In Europe, countries among them Denmark and The Netherlands have recently introduced mandatory reporting requirements for both the public and the government. Few others are introducing demands on companies to disclose selected environmental information in annual reports, stimulated by the recent European Commission’s recommendations of 30 May 2001 to member states to take appropriate action to promote the disclosure of environmental issues in the annual accounts and annual reports of companies.
Four schemes -the Danish, Dutch, Norwegian and Swedish – were selected for review. They do not necessarily represent schemes for mandatory CERs but have various elements of a CERs framework; mostly designed to improve public access to corporate environmental information.
The schemes are analysed from a number of perspectives including the legal framework, administration and enforcement, scope, verification and audit requirements, and rules on content. The conclusions that can be drawn from this analysis are limited to the design of the schemes. There is little that can be said about the efficiency or effectiveness of these schemes within the scope of this report. However it would be interesting to evaluate the schemes on economic efficiency and effectiveness.
We notice significant variation among the four schemes in the legal approach taken to institute mandatory requirements for environmental reporting. This variation in approach signals different objectives in terms of the content and target companies, and subsequently it impacts the administration and enforcement of the schemes.
The target companies in nearly all schemes are those subject to environmental permitting process or fall under activities covered by national environmental laws. The only exception to this is the Norwegian scheme, which requires all companies to report on environmental issues in the annual accounts. The law in The Netherlands restricted the obligation to companies in sectors and of a size that have the largest environmental impact (around 250 companies).
All schemes seem to set rules on content. Some are more detailed than others. On a generic level the categories of disclosure covers both a management statement, and quantitative data on emissions and waste. Some schemes do require information about environmental impacts of products, e.g. the Danish and Norwegian schemes. Regarding verification, schemes set under the environmental law framework (Danish and Dutch) stipulate the need for verification but fall short from implementing this obligation.
Overall it is difficult to conclude about the effectiveness and efficiency of these schemes. This requires examining the schemes in terms of stated objectives and realized ones. A relevant question in this context is whether any of these schemes represent the most efficient choice to create the desired changes in corporate environmental behaviour or improve public access to environmental information.
The action for increasing the number of reporting companies and improving the quality of reports perhaps rests not on direct regulation only but also on indirect and demand stimulatory measures. An illustration of this is the recent changes in pension fund regulations in many European countries. These changes require pension fund managers to declare to what extend they consider environmental and social issues in their investment decisions.
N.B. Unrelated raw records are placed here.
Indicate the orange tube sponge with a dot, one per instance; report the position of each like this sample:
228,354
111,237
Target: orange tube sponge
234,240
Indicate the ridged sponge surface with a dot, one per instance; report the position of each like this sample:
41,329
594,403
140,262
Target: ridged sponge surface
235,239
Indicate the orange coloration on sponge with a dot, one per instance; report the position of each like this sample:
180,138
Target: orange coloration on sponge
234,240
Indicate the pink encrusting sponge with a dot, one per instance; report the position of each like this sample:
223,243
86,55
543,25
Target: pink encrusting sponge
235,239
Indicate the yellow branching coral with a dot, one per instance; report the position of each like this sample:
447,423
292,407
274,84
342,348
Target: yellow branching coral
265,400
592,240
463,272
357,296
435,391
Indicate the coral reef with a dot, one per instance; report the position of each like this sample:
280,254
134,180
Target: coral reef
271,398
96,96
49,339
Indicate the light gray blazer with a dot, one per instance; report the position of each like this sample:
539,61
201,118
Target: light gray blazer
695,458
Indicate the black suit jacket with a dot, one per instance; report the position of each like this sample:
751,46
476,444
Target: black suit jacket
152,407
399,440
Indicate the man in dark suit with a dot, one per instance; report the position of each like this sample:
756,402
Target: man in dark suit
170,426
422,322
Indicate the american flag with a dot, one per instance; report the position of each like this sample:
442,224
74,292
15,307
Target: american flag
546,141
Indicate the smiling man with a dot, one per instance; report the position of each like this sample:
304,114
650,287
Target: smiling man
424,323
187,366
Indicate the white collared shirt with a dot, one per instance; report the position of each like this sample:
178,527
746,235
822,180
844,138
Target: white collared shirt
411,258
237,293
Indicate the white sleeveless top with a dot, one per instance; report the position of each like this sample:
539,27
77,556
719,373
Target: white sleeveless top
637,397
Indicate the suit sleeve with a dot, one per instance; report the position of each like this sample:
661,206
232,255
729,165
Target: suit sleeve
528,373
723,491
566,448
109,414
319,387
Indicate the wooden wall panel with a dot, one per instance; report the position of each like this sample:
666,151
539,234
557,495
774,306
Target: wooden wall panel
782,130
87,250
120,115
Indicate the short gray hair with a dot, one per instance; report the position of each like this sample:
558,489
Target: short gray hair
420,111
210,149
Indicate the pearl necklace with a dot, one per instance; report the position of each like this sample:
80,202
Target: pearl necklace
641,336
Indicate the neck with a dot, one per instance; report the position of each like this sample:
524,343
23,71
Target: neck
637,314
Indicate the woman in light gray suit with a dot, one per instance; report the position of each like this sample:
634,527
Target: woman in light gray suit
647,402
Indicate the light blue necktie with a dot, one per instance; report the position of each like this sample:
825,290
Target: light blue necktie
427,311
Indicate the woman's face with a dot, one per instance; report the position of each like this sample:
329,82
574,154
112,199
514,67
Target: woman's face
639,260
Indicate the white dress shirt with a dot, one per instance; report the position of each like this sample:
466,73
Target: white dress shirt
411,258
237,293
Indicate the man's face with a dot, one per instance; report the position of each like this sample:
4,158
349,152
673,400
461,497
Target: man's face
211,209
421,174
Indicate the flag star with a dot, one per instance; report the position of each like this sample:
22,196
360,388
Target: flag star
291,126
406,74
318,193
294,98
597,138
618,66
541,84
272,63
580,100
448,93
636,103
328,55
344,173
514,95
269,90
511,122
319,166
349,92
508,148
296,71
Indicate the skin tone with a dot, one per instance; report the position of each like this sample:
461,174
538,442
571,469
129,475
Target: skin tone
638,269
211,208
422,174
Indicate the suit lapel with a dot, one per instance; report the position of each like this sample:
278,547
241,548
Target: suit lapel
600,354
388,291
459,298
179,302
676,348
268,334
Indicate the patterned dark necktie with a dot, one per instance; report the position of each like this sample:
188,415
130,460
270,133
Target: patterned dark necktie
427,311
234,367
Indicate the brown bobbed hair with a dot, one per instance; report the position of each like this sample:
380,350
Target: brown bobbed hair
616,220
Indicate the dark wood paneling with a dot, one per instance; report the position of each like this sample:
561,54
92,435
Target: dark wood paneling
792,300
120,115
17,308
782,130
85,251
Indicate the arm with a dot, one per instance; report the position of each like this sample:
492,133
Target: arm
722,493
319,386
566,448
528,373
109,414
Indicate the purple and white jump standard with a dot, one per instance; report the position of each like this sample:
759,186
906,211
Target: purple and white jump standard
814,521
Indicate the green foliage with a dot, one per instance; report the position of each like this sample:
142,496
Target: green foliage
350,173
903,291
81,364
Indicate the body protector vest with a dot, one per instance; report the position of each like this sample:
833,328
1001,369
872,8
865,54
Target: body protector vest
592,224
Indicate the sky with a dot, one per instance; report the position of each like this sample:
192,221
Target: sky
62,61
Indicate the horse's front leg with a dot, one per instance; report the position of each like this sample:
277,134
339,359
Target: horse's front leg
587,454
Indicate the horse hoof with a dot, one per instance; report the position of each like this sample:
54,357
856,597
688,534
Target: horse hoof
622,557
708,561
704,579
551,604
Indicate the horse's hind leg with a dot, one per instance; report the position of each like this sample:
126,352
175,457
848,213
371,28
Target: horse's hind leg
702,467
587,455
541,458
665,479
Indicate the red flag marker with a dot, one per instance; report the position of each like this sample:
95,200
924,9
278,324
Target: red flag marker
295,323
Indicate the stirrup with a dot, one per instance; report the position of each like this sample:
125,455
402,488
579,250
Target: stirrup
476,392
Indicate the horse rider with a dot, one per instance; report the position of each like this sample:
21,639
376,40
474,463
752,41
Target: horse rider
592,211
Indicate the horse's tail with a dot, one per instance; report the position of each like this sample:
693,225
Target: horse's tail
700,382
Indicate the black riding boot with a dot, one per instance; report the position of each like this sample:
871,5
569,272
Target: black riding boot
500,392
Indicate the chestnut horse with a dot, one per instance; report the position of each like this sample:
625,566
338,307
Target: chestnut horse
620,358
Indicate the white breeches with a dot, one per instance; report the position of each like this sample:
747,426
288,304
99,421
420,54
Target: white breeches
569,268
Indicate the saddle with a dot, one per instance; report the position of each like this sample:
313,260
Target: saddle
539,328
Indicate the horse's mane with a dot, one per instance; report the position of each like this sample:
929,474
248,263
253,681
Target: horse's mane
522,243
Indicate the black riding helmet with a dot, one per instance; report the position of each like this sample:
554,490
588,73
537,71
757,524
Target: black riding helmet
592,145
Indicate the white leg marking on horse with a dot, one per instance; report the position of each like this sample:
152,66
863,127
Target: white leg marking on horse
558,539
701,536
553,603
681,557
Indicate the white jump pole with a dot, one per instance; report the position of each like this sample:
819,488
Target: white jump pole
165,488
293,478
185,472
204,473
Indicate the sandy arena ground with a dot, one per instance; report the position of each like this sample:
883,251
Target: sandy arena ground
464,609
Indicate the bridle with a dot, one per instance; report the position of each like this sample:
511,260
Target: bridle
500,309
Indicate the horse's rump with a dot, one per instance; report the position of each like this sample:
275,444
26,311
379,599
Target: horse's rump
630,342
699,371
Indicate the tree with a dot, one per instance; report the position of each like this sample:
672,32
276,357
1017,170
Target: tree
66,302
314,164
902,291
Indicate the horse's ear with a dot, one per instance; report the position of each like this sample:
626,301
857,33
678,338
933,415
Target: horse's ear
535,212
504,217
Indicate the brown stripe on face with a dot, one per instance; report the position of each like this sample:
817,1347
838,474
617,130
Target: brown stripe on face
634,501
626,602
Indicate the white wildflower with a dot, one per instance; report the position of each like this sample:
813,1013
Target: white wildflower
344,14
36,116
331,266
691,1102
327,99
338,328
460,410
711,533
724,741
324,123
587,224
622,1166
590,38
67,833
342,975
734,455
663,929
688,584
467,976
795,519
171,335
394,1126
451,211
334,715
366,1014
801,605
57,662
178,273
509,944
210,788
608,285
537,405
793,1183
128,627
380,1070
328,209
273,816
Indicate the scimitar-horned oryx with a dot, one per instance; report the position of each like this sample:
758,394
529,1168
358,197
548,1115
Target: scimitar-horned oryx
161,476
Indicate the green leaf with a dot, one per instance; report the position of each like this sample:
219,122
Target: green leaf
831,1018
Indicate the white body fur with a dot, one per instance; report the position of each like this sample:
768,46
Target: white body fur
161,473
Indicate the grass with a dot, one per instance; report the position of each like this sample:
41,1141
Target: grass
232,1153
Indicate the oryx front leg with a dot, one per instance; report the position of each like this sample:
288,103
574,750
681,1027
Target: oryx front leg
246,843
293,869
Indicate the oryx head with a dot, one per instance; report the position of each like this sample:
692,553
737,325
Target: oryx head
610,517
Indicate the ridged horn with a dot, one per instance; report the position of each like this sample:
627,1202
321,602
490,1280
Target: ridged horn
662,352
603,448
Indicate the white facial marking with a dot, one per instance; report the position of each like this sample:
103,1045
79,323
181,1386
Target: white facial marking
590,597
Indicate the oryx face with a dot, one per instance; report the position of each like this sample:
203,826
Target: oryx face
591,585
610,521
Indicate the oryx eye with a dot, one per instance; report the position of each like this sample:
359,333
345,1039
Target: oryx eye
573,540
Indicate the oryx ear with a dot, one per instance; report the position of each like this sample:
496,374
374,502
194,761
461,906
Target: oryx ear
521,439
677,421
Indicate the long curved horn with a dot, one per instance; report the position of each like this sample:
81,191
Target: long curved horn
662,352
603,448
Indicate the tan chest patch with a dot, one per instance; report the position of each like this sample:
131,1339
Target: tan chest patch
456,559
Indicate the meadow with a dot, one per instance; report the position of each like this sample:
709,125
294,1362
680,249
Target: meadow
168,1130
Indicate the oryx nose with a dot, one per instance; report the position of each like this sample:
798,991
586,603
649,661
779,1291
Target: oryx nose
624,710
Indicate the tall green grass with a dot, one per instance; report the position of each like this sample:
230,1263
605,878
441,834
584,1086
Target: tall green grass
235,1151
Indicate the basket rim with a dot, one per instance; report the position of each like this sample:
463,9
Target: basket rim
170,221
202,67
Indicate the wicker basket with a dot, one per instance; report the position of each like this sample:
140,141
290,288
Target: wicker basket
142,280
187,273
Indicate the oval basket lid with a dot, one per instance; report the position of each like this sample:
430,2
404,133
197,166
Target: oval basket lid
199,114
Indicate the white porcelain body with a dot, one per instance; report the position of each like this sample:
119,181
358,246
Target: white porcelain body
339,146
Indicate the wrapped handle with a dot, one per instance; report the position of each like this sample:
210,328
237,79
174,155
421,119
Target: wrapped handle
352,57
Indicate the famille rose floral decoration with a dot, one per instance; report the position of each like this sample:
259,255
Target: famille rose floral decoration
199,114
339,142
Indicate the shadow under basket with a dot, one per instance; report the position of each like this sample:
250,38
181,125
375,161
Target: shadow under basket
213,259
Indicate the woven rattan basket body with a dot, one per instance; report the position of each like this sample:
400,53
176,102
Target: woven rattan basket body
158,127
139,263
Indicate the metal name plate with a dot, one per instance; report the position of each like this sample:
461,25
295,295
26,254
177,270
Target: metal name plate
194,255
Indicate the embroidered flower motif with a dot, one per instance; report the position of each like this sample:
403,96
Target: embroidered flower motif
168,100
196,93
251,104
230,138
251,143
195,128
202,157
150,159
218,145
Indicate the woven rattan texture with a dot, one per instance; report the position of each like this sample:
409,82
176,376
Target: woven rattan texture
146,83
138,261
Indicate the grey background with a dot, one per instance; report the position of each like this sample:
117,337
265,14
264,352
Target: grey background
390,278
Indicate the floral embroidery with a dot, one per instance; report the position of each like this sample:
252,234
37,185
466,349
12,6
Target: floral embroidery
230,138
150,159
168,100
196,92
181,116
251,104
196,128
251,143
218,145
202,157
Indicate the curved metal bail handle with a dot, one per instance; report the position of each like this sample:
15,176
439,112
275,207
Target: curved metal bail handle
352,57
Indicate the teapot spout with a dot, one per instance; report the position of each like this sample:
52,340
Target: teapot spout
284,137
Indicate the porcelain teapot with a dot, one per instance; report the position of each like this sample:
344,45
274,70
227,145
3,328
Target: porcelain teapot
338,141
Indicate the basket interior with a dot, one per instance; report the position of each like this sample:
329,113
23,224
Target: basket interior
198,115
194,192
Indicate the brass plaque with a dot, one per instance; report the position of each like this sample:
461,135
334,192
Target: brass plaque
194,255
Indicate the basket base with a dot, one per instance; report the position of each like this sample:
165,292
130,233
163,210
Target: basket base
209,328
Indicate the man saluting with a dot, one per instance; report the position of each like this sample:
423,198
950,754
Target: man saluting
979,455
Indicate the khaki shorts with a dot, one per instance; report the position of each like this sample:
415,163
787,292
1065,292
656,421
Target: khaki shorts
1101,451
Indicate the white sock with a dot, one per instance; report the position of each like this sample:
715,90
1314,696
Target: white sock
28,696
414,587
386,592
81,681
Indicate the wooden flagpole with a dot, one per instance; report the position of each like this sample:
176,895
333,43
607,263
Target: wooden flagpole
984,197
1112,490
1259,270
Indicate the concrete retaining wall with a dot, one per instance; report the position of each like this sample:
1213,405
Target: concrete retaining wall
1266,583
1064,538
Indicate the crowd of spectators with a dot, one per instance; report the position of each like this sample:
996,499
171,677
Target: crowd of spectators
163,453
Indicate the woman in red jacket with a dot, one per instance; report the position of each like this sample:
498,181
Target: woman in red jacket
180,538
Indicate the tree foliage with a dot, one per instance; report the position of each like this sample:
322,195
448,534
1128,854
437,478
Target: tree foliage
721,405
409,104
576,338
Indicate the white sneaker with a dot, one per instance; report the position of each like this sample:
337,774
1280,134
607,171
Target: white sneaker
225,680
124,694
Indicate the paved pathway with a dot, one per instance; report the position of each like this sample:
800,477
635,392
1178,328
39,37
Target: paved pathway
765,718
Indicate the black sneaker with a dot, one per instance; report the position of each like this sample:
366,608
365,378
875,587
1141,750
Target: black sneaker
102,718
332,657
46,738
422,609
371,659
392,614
This is expected to increase the pressure on companies to improve their environmental disclosure practices through demand pressure.
In our conclusion about corporate public environmental reporting and the regulatory scene in Europe, we support the cautionary remark by (Skillius & Wennberg, 1998) about the danger of patchwork of unrelated national regulations that would force for example multinationals to develop data-gathering structures for their mandatory national and voluntary corporate environmental reporting. This would be very costly and probably also inefficient. One way to avoid this is for national governments and businesses to support international efforts on global standards such as the Global Reporting Initiative (GRI).